有名占い師であり、霊能力者でもあるミドリの言葉は、トニーの心を落ち着かせてくれた。
――ミドリさん、ありがとう、そうしたいと思います。
ロバーツは真梨花の運転するジープの後部座席に春美と並んで座り、膝の上にマリオを抱いていた。昨日初めて抱いた時は頼りない赤ん坊のようだったが、今は首もしっかりと座り、ロバーツの膝の上から周囲に見える風景をじっと見ていた。
マリオを見守りながら、時々春美と目を合わせて、にっこりと二人で笑顔を送り合った。
「マリオは完全にロバーツさんに懐いているわね」
運転しながら真梨花が言った。
「完全て、どういうことかしら」
春美が聞き返した。
「昨日、三嶺の山頂でロミの強い思念を受けた後、ずっとロバーツさんに抱かれていたでしょ。マリオはロバーツさんを父親だと思っているのよ、刷り込まれちゃったのねきっと」
「まあ、そういうことなの」春美はロバーツにほほ笑んだ。
「ママは二十九年前に刷り込まれちゃったみたいね」
「真梨花、ちゃんと前を向いて運転しなさい」
ロバーツが達者な日本語で言った。
真梨花の話を聞いていた春美は、そのとおりかもしれないと思った。
あの日、柔らかな陽光に包まれた山荘の浴室で、石鹸できれいに洗ってもらい、温かい湯船に浸かり、ただ寄り添ってくれていたロバーツのたくましい肉体に守られて、あまりの心地よさに朦朧とした私は、強烈な痛みと共にある種の快感を得て、この子たちを産んだのだ。
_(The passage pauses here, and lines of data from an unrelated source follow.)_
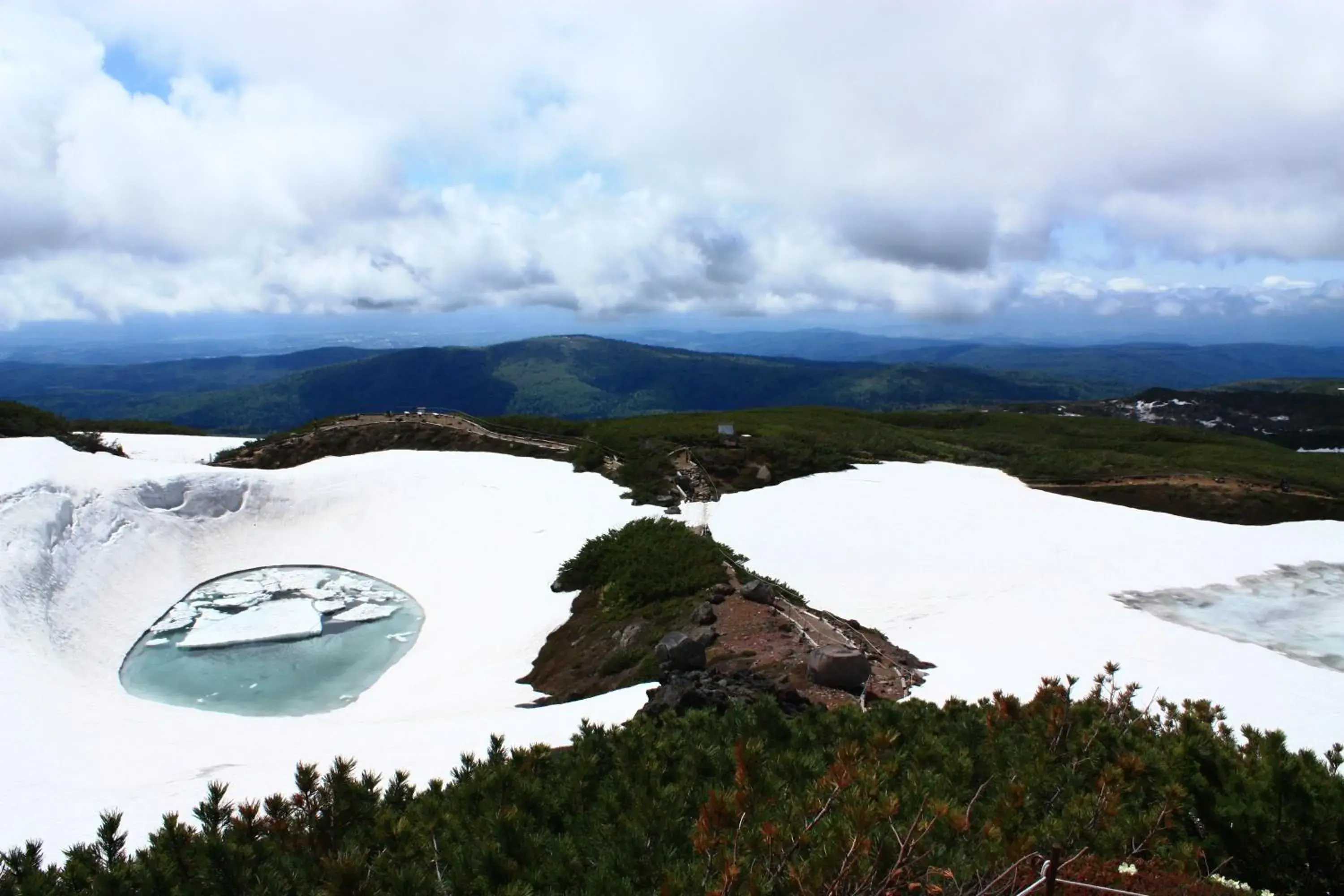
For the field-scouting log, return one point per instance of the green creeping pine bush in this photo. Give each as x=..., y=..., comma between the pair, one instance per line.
x=908, y=797
x=646, y=562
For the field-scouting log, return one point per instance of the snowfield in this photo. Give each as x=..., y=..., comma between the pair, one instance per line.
x=1000, y=585
x=185, y=449
x=95, y=548
x=994, y=582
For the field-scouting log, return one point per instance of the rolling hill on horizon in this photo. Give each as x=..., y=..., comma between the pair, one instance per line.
x=574, y=377
x=1136, y=365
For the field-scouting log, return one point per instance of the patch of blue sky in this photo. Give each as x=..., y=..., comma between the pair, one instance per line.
x=136, y=73
x=433, y=171
x=1088, y=249
x=140, y=73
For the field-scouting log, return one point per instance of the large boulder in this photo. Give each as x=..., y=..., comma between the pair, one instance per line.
x=839, y=667
x=758, y=591
x=628, y=634
x=705, y=614
x=679, y=652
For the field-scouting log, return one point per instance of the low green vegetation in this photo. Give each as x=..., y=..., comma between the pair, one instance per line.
x=1232, y=478
x=908, y=797
x=1038, y=448
x=566, y=377
x=18, y=421
x=646, y=562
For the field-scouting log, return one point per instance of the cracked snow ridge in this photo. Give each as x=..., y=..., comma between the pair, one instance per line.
x=1293, y=610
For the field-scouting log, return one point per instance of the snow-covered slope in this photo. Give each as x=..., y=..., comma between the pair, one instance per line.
x=93, y=548
x=996, y=583
x=186, y=449
x=1000, y=585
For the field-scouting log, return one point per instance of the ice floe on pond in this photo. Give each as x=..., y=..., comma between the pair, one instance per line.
x=95, y=550
x=258, y=644
x=996, y=583
x=1295, y=610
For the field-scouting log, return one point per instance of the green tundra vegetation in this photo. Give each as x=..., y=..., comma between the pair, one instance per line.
x=906, y=797
x=646, y=562
x=18, y=421
x=1241, y=480
x=570, y=377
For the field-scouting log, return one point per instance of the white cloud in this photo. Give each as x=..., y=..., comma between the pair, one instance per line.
x=758, y=158
x=1055, y=284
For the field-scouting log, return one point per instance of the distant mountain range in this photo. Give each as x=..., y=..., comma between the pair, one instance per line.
x=576, y=377
x=1135, y=365
x=584, y=377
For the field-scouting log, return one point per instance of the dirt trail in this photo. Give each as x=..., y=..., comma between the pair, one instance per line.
x=447, y=421
x=896, y=672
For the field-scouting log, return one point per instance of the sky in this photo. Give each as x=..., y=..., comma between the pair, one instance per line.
x=1076, y=170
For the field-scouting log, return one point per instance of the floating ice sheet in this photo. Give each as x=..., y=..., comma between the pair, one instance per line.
x=1295, y=610
x=257, y=642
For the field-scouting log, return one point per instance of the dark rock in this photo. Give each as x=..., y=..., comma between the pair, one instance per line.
x=628, y=634
x=703, y=614
x=758, y=591
x=839, y=667
x=703, y=634
x=682, y=691
x=679, y=652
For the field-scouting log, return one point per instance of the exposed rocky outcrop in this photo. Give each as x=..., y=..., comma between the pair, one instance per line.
x=758, y=591
x=681, y=652
x=839, y=667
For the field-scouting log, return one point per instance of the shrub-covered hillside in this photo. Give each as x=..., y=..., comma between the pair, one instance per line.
x=908, y=798
x=19, y=421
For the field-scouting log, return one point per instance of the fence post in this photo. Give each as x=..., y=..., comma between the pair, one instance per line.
x=1053, y=871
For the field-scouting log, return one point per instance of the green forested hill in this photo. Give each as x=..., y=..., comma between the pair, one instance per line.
x=573, y=377
x=1136, y=365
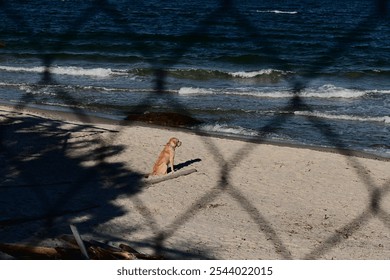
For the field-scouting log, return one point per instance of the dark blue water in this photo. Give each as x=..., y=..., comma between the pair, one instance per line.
x=236, y=65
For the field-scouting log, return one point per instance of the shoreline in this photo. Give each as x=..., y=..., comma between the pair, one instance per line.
x=96, y=118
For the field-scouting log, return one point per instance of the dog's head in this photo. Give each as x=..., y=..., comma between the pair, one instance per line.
x=174, y=142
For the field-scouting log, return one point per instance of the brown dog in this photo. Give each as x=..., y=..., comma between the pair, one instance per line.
x=167, y=157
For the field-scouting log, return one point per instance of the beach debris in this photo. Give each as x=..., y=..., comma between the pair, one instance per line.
x=158, y=179
x=71, y=251
x=164, y=118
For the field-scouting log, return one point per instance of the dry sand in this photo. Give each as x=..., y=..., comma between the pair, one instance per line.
x=246, y=200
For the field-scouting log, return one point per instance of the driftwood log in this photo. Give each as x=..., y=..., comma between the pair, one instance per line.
x=158, y=179
x=96, y=251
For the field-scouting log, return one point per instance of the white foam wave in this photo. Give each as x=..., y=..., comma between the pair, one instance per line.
x=331, y=91
x=185, y=91
x=384, y=119
x=325, y=91
x=226, y=129
x=65, y=70
x=277, y=12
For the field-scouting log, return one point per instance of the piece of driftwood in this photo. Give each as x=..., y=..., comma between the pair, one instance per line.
x=139, y=256
x=95, y=252
x=29, y=252
x=158, y=179
x=21, y=220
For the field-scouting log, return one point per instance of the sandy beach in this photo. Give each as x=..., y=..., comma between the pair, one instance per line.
x=246, y=200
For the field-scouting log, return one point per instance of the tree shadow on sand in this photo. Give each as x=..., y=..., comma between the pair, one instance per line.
x=54, y=173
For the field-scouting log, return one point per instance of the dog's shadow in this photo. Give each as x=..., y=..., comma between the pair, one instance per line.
x=184, y=164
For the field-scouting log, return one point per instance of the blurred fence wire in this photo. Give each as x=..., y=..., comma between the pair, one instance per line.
x=22, y=141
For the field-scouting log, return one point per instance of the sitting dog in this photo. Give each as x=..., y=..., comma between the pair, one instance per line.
x=166, y=158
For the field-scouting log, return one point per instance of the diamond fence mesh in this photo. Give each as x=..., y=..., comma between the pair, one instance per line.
x=32, y=146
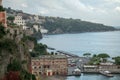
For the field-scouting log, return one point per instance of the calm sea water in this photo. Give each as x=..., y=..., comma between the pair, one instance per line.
x=95, y=43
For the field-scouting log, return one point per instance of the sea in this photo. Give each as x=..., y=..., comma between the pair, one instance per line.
x=89, y=42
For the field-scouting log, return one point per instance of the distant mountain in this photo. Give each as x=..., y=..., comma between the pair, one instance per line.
x=117, y=27
x=63, y=25
x=57, y=25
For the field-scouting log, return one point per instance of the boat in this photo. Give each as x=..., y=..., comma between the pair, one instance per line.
x=106, y=73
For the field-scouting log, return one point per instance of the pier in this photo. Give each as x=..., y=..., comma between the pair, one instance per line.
x=67, y=54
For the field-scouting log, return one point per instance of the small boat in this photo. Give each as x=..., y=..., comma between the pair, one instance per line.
x=77, y=72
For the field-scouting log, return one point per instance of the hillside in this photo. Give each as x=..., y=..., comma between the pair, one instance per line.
x=62, y=25
x=57, y=25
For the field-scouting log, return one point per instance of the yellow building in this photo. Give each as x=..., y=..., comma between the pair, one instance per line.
x=50, y=65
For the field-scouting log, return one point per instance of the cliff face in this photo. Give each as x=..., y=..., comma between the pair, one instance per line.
x=13, y=48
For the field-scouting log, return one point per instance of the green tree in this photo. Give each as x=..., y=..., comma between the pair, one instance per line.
x=117, y=60
x=2, y=31
x=11, y=18
x=1, y=8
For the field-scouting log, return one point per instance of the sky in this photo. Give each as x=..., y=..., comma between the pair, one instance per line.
x=99, y=11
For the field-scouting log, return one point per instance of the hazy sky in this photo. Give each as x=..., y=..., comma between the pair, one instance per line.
x=99, y=11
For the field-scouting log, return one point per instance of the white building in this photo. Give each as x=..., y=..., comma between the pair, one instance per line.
x=36, y=27
x=36, y=18
x=43, y=30
x=19, y=21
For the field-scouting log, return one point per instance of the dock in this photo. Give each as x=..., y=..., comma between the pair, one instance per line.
x=106, y=74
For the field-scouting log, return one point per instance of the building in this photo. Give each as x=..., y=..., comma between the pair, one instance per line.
x=36, y=27
x=19, y=21
x=50, y=65
x=3, y=19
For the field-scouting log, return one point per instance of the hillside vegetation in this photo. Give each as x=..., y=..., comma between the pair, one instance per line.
x=62, y=25
x=57, y=25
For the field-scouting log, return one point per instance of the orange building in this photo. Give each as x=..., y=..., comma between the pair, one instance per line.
x=50, y=65
x=3, y=18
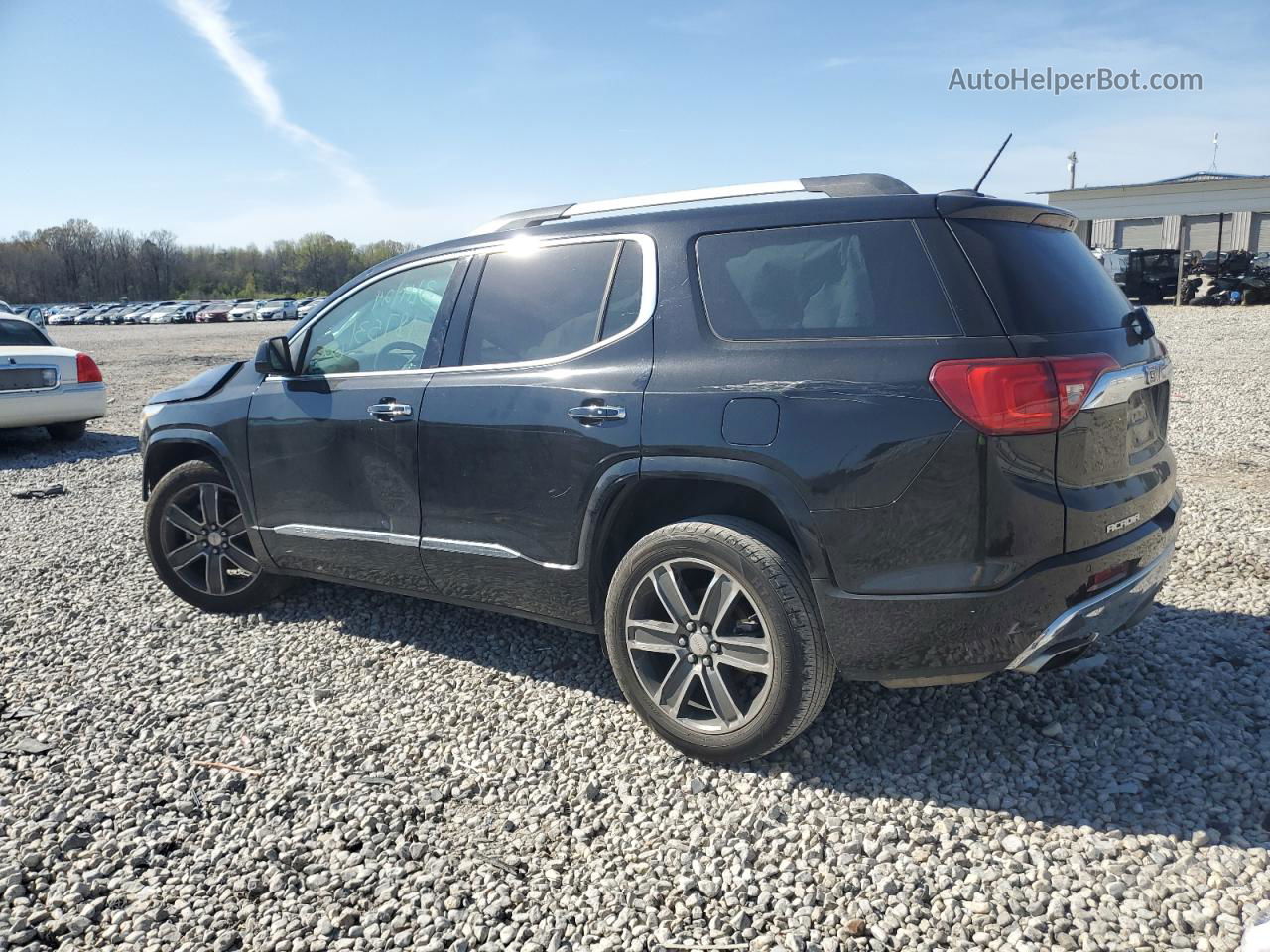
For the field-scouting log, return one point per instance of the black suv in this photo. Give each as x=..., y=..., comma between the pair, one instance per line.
x=910, y=438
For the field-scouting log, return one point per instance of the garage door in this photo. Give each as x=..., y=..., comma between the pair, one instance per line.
x=1202, y=234
x=1260, y=236
x=1138, y=232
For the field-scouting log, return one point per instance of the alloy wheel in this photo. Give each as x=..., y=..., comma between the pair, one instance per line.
x=203, y=539
x=698, y=645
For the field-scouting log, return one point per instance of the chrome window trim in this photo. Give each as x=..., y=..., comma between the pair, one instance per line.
x=58, y=376
x=336, y=534
x=1118, y=386
x=648, y=302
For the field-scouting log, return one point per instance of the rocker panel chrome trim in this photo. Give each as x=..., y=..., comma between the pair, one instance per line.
x=335, y=534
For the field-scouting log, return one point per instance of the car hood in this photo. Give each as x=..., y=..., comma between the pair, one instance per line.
x=199, y=386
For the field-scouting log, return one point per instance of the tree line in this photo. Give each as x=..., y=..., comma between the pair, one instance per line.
x=77, y=262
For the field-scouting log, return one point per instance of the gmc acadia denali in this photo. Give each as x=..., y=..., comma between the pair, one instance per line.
x=907, y=438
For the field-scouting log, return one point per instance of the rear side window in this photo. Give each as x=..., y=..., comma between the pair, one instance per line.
x=1042, y=281
x=625, y=294
x=553, y=301
x=21, y=334
x=864, y=280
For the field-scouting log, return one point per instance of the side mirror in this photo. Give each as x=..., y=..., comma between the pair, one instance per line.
x=273, y=356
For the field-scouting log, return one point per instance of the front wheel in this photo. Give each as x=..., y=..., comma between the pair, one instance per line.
x=714, y=638
x=198, y=543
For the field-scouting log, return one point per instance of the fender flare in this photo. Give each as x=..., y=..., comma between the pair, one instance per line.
x=762, y=479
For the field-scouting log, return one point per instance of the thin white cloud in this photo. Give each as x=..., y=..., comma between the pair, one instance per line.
x=837, y=62
x=208, y=19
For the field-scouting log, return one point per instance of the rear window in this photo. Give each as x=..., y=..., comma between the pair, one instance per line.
x=864, y=280
x=21, y=334
x=1042, y=281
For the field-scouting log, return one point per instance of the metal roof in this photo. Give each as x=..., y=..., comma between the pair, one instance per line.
x=1174, y=180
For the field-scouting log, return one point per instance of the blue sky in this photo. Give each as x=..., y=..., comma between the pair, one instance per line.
x=236, y=122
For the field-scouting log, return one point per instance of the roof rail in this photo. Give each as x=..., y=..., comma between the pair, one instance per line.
x=858, y=184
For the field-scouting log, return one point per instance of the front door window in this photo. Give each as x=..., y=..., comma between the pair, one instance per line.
x=384, y=326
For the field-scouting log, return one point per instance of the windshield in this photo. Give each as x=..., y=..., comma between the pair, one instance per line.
x=21, y=334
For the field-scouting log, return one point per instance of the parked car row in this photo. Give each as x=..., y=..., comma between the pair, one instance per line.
x=244, y=308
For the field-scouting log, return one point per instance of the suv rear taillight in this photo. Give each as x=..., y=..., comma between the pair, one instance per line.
x=86, y=370
x=1017, y=395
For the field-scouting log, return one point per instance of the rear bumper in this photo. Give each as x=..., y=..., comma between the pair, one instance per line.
x=1049, y=611
x=1101, y=615
x=67, y=403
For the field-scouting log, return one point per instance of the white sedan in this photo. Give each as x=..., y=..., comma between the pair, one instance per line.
x=44, y=385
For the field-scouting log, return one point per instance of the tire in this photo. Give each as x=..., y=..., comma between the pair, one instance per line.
x=66, y=431
x=207, y=562
x=771, y=610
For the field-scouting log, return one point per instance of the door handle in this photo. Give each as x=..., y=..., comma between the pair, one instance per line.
x=389, y=411
x=597, y=413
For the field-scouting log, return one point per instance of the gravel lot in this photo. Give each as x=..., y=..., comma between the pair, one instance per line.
x=434, y=777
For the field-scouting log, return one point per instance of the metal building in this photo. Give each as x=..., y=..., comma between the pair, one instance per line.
x=1198, y=208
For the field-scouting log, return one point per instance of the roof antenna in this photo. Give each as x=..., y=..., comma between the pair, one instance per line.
x=993, y=162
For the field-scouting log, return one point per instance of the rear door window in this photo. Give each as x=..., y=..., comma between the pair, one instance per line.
x=860, y=280
x=1042, y=280
x=543, y=302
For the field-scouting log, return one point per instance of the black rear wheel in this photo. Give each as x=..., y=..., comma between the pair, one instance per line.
x=714, y=638
x=198, y=543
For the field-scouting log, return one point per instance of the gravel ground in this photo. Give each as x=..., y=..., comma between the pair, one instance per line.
x=443, y=778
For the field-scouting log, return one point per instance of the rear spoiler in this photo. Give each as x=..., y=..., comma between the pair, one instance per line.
x=953, y=204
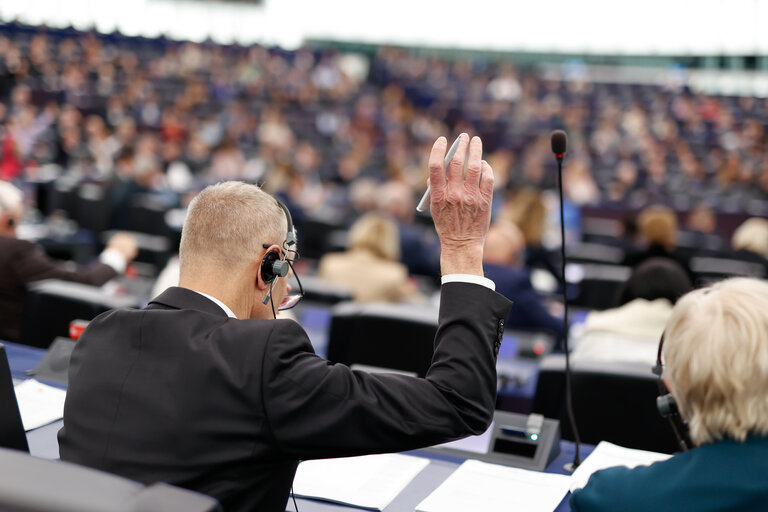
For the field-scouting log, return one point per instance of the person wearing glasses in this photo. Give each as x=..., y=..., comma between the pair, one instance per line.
x=204, y=389
x=715, y=365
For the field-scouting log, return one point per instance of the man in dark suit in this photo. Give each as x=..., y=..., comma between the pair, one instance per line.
x=503, y=263
x=716, y=366
x=23, y=262
x=205, y=390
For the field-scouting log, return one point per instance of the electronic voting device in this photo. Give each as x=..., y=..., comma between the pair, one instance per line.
x=527, y=441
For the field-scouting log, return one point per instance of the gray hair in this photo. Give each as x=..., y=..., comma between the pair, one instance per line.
x=227, y=225
x=716, y=357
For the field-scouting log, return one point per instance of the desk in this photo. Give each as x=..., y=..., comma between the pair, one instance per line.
x=440, y=468
x=43, y=443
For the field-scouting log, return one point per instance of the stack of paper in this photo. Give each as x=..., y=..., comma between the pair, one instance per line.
x=481, y=486
x=39, y=404
x=607, y=455
x=372, y=481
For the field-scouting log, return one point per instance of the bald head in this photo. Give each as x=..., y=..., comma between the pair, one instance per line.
x=503, y=244
x=227, y=225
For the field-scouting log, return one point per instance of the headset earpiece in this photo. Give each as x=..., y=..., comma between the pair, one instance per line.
x=272, y=266
x=665, y=402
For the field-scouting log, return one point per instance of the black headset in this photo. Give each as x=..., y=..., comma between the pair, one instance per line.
x=272, y=266
x=667, y=405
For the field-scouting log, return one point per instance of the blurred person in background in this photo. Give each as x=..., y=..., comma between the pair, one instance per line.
x=715, y=357
x=23, y=262
x=701, y=226
x=503, y=263
x=370, y=267
x=750, y=242
x=419, y=247
x=657, y=227
x=630, y=332
x=526, y=210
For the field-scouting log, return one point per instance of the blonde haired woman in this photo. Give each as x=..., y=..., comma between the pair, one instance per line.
x=370, y=267
x=716, y=366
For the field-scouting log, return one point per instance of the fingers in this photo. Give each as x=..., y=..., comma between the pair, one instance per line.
x=456, y=165
x=486, y=180
x=474, y=167
x=436, y=166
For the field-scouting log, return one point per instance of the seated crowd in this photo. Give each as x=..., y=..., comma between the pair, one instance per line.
x=341, y=140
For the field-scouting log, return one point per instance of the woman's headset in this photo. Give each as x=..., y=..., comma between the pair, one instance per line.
x=666, y=403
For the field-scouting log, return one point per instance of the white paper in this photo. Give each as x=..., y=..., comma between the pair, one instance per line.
x=371, y=481
x=475, y=444
x=39, y=404
x=607, y=455
x=478, y=485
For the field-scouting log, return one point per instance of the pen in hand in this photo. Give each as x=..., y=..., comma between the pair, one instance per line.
x=425, y=198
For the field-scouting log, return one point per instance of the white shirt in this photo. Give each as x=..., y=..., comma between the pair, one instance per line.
x=448, y=278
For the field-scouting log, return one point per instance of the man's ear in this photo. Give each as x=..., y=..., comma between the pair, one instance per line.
x=261, y=283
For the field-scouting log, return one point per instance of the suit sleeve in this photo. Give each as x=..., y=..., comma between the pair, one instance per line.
x=32, y=264
x=318, y=409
「ところで、トニーにいったい何があったのだろう宏一、君はずっと一緒にいて何か思い当たることは無いかね」
ロバーツは久しぶりに会ったトニーが、若い姿なので驚いていたのだ。
「うん、僕もいろいろ考えていたんですが、今朝みんなで思念を送ったときに、ロミについて洞窟へ行きましたね、そこから壁画に導かれて宇宙を跳んだり、渦潮の中に飛び込んだりした。あれがそのまま、トニー兄さんの行方を追ったものであることは間違いないと思います」
「だけど大クジラの上にいたのは中年のままのトニーだった。昨日の朝まで若い姿のトニーだったのに、まる一日で中年に逆戻りして、大クジラから三嶺に戻ったときはまた三十三才くらいの若い姿になっていた」
「砂漠の海からも、最後の大クジラからも、たぶん他力による移動のときは若い姿になる必要があるのではないかと、そして洞窟の壁画のルートだけは、きっと七人の超能力者から授かったトニー自身の力を使えたのだと思います」
「あと、砂漠の海の戦いのときにブラックホールのパワーを利用してから、トニーの中で、心と身体の時間の進み方がとても混乱していた、ということも聞きました。超能力というより、僕は神がかり的な現象だと思います」
宏一の話を聞いてロバーツは肯いた。
「そうだね、まさしく神がかり的だ――ところで、その三十三才というのは何かね」
「イエス・キリストの死んだ年齢です。それと幕末の英雄、土佐の坂本龍馬も三十三才で暗殺されました」宏一はついでに、自分の尊敬する偉人の名前もあげた。
「ほう、そうなのかね」
ロバーツは感心したように応えた。
「ロバーツさん、うちのママは聖母マリアと一緒で処女懐胎だったのよ、きっとマリオはイエス・キリストの生まれ変わりよ」
真梨花の言葉にジープの車内は一瞬沈黙した。
「真梨花ったら、冗談はよして」言ったあと、春美とロバーツはお互いを見た。
そして二人は、ロバーツの膝の上で、賢そうに周りを見渡しているマリオを見た。
「春美さん、わたしは今月いっぱいで役を解かれ、ニューヨークへ帰らなければならない。できればマリオを連れて行きたい――そしてあなたも」
ロバーツの言葉に、春美は目を丸くした。